One of us must be smoking something. I've never had a more reliable/friendly package manager (among apt-get, pacman, macports, pkg_add, yum).

Brew works great most of the times and it is indeed very human friendly. The problem sometimes arises when you need to install something a little bit more exotic than usual (eg. graph-tool was my last case) in that case lot of things can go wrong.
Maybe the experience depends on what packages you install?
It is hard to say, because the grandparent says that Homebrew barely works without providing any examples of the problems they have ran into.
Yeah as long as you're using what everyone else is using and stay "inside the lines" it's OK. But step off into special territory, you're better off on Linux.
Wild guess: people who keep Xcode and its associated command line tools up to date have smooth experiences. Those who don't, do not.

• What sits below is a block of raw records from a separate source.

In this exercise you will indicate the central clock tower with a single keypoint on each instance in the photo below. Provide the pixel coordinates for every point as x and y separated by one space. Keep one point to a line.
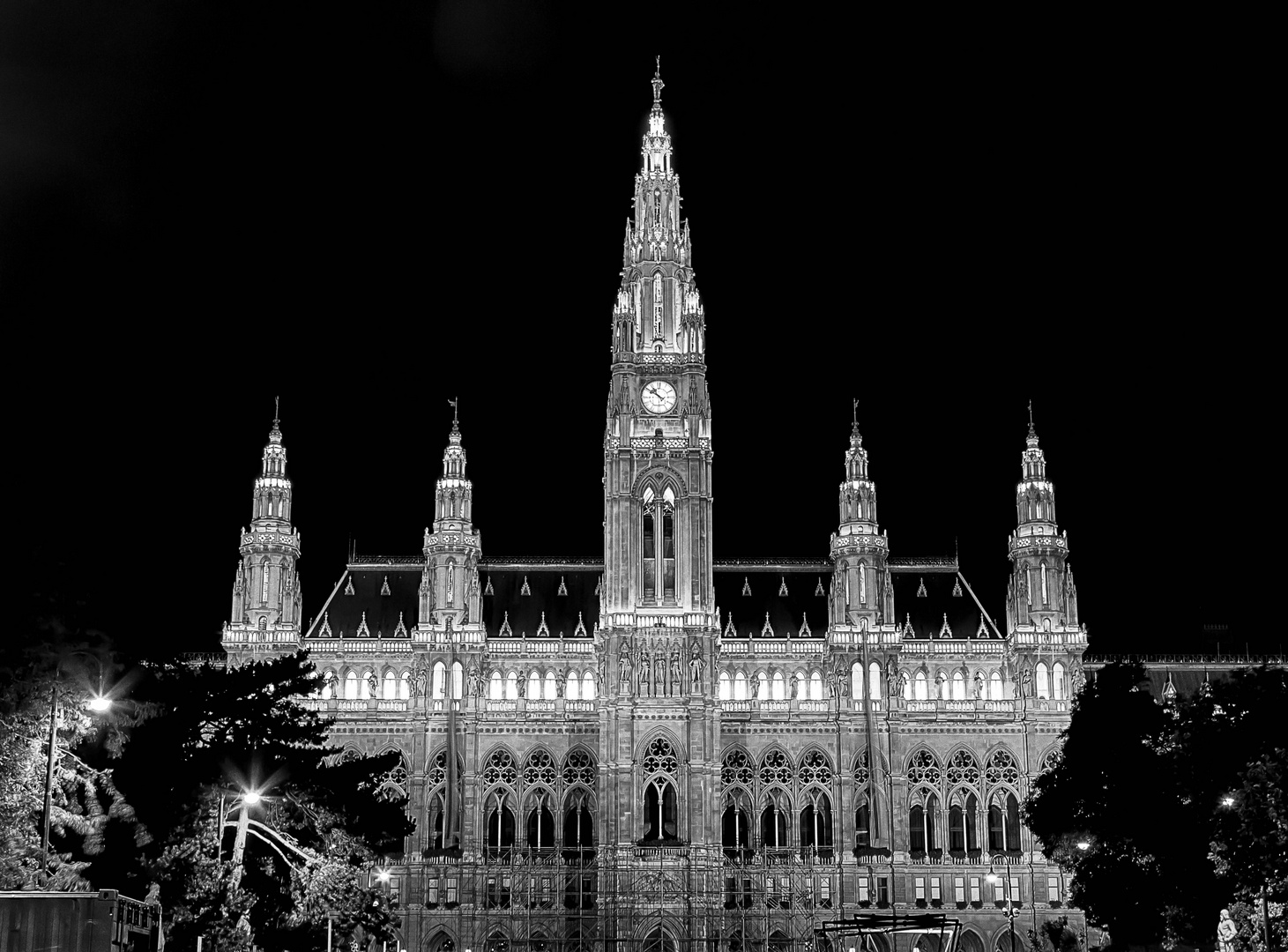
657 441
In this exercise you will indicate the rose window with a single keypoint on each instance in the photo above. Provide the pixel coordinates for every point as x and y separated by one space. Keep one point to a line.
540 768
963 770
815 768
774 768
737 770
924 770
500 768
580 768
1002 768
659 756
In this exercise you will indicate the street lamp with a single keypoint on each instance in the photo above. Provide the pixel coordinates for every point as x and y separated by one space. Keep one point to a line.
1010 904
101 703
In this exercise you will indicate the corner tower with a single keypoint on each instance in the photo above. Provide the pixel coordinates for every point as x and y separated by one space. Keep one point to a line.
450 584
267 586
657 443
1041 592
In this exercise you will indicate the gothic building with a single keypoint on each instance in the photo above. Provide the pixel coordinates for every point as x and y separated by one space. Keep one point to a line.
659 747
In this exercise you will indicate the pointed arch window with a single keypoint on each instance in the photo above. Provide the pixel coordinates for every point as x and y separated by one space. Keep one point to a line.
773 822
817 826
1039 678
541 826
500 827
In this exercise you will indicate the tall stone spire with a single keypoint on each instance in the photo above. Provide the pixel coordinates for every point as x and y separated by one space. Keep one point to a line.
860 591
1041 591
450 584
267 586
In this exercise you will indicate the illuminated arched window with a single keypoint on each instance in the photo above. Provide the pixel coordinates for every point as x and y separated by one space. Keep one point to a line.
1039 676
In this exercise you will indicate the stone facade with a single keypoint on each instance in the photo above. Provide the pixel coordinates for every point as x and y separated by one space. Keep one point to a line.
653 747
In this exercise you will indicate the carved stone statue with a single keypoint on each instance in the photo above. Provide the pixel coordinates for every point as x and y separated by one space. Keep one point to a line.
696 670
1225 932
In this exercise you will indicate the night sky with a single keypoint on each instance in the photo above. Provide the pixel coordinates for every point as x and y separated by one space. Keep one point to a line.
369 212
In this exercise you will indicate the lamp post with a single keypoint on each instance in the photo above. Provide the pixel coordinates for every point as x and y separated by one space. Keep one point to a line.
100 703
1010 904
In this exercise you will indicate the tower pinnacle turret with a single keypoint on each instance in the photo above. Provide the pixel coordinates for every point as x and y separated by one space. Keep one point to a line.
267 586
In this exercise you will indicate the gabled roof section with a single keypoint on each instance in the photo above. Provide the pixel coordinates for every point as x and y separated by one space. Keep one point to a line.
385 616
781 599
544 612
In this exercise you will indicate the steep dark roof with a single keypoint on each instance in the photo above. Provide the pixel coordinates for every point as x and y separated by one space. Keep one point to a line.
785 612
927 595
344 614
525 611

Brew recently started refusing to install anything if your xcode is out of date, and forces you to wait for a "brew update" if it hasn't updated in 24 hours. It's actually hideously user-unfriendly, but it probably saves the devs a lot of stupid github issues.

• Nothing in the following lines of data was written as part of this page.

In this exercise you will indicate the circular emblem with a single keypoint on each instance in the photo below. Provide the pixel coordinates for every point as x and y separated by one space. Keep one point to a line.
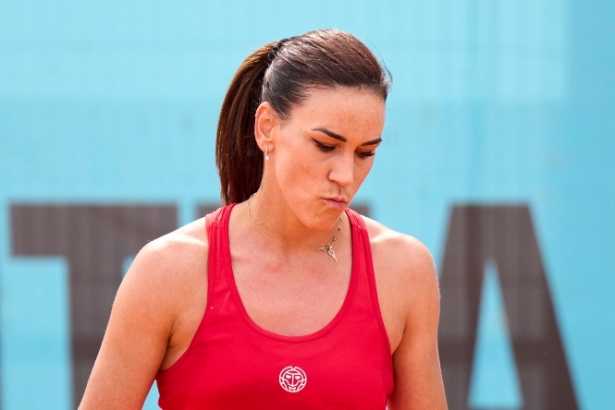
292 379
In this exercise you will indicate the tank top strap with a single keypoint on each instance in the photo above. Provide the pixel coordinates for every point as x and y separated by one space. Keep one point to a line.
216 225
362 252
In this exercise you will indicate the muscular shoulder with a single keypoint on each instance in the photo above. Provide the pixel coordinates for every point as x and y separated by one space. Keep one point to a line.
178 253
404 268
403 255
169 271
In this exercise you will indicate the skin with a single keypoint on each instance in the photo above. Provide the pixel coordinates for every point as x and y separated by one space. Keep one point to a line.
285 285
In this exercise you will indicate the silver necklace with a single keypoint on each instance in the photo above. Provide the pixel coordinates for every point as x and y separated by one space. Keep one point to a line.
328 247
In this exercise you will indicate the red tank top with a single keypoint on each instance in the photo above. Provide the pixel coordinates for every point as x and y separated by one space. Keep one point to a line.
232 363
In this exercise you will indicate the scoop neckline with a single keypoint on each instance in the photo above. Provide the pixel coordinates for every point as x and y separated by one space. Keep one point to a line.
276 336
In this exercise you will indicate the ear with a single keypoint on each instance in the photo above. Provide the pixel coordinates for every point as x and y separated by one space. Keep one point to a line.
266 118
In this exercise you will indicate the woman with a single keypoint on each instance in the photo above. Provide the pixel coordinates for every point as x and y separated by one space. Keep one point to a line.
307 304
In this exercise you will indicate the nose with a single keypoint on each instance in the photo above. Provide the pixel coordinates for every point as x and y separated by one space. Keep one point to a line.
342 171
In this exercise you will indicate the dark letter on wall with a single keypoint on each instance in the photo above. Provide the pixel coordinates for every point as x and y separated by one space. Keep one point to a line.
95 240
505 236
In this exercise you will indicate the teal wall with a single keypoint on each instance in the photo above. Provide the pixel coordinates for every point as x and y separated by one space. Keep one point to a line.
503 101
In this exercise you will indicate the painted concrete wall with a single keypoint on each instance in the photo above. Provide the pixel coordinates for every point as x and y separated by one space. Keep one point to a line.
501 112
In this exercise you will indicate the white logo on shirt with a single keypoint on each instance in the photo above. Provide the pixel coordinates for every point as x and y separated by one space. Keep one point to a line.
292 379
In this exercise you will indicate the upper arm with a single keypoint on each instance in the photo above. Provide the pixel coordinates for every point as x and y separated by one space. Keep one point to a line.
142 320
418 378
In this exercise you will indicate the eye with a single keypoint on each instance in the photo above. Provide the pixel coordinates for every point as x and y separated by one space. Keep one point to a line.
364 155
323 147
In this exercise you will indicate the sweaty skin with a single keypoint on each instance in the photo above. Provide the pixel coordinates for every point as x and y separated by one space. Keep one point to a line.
319 157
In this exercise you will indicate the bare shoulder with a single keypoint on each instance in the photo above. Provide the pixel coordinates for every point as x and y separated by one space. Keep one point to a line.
170 271
402 257
406 281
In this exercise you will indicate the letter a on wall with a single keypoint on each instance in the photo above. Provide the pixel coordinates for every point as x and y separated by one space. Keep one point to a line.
504 236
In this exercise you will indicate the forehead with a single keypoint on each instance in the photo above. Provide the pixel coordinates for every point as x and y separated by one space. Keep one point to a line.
343 110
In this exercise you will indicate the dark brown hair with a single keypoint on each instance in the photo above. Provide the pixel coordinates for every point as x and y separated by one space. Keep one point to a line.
281 73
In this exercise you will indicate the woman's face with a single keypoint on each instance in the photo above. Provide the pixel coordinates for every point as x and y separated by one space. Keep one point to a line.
321 154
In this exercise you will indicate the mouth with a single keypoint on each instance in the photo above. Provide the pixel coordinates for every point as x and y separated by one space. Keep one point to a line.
336 202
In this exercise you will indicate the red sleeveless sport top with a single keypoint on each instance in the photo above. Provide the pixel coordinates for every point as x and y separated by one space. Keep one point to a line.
232 363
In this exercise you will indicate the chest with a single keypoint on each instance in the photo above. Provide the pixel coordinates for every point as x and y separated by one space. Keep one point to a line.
297 300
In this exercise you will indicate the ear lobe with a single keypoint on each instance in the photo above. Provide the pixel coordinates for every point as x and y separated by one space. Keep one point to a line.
264 121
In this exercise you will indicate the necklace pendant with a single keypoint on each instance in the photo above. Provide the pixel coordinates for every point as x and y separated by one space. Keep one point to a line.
331 253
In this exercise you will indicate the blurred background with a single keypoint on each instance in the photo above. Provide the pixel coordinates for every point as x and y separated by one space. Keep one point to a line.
499 155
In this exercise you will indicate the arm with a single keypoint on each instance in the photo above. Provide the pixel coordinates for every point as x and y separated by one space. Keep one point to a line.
418 378
142 323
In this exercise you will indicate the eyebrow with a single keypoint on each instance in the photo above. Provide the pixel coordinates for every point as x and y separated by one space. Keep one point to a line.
343 139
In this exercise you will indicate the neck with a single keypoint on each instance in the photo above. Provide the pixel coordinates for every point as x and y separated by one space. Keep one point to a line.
274 219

Unless you made the mistake of upgrading to Xcode 8 while staying with El Capitan and then wondering, why nothing works.
What specifically doesn't work?

It's working for me but I would love to have an example of breakage to take to my IT as another reason they should allow the company machines to be updated.

The only time I remember having a problem with Homebrew is in the summer where I'll run some beta version of the new macOS on a testing machine while trying to use Homebrew which does not support the beta. Other than that it never fails for me, and I install a boat load of tools through Homebrew. I even install as much of my GUI tools as possible using brew cask.
Parallel universes with opposite realities: proven!
What's forcing you to use Homebrew? You could easily use pkgsrc or Nix.
The problem absolutely is Homebrew.
It's better to substantiate allegations. Causes people to take you more seriously.
Homebrew is a "package manager" that has worse dependency management than a ham sandwich and a community that reacts to criticism with "don't talk to us, you're being negative".